Saturday at 16:10, 10 minutes, UA2.118 (Henriot), UA2.118 (Henriot), Social Web Ayo Ayco

Elk is a nimble Mastodon client with great attention to user experience, boasting features such as being an installable Progressive Web App (PWA), support for code blocks with syntax highlighting, chronological threading, and markdown formatting.

Started by core maintainers behind popular developer tooling in the Vue/Vite/Nuxt ecosystem in 2022, it attracted hundreds of contributors and resulted to the creation of new libraries now widely used in other projects.
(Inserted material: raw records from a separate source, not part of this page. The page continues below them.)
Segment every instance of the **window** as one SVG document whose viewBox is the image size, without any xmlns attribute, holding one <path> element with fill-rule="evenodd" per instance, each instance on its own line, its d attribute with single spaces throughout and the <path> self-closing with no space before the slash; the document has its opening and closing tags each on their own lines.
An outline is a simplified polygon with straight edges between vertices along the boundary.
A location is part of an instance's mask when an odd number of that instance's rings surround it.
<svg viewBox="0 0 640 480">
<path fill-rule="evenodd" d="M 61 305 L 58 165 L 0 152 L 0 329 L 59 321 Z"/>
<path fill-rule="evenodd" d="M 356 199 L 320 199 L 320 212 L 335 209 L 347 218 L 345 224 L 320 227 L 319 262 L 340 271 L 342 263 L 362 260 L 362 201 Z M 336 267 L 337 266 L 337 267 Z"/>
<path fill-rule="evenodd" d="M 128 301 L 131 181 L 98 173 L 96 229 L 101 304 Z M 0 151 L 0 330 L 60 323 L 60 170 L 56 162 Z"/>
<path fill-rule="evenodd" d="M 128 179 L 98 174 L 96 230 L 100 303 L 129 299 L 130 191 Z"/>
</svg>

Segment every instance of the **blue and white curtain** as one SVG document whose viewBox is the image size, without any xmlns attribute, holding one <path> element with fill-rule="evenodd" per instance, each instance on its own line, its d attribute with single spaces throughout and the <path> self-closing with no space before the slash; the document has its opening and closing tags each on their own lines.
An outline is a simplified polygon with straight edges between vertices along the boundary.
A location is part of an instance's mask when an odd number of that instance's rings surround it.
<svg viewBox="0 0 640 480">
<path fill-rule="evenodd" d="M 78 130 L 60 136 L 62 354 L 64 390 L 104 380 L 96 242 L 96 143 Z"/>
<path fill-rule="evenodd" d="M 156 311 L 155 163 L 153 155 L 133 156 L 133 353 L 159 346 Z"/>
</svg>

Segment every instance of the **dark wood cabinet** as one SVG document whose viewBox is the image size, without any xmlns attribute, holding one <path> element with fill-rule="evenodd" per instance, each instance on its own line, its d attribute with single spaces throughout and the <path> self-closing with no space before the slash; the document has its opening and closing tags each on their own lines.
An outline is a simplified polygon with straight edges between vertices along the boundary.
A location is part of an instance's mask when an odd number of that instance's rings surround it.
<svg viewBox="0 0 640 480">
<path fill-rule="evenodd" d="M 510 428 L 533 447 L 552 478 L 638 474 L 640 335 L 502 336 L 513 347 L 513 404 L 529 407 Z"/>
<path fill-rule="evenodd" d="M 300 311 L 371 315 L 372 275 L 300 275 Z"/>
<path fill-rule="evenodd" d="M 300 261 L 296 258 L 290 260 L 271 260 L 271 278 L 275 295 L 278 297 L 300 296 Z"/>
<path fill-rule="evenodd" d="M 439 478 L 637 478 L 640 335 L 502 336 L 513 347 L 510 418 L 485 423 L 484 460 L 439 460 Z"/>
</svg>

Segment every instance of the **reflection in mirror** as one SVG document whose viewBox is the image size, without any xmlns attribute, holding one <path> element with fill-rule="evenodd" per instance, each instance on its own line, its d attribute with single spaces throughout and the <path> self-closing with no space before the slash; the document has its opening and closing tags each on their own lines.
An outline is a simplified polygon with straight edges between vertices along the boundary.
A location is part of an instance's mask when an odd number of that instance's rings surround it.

In this talk, I will give a brief history of Elk development from the perspective of a contributor who has never written a Vue component (before Elk), a walkthrough of key strengths of the technology under the hood, and a look forward to the future of the project.

Links

  1. Elk Git Repo
  2. Elk mastodon account
  3. My contribution highlights
  4. My Github
  5. Some screenshots

 "DNF manifest: A new way to replicate your package configuration, debug customer issues, manage container files and more"

Saturday at 16:10, 10 minutes, UD2.218A, UD2.218A, Containers Jan Kolarik

Managing packages across systems and containers can be complex, especially when debugging issues or ensuring consistent deployments.
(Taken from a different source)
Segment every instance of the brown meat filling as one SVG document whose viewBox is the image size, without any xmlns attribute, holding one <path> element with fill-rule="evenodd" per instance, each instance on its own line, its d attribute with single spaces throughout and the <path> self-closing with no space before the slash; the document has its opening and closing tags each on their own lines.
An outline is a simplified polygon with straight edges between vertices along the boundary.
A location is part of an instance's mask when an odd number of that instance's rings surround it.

This short presentation introduces the manifest plugin for the DNF package manager, a tool that simplifies such workflows by capturing system package states into YAML-based manifest files. These files enable users to replicate environments, debug customer issues by mirroring setups, and streamline container builds with transparent, manifest-driven package management.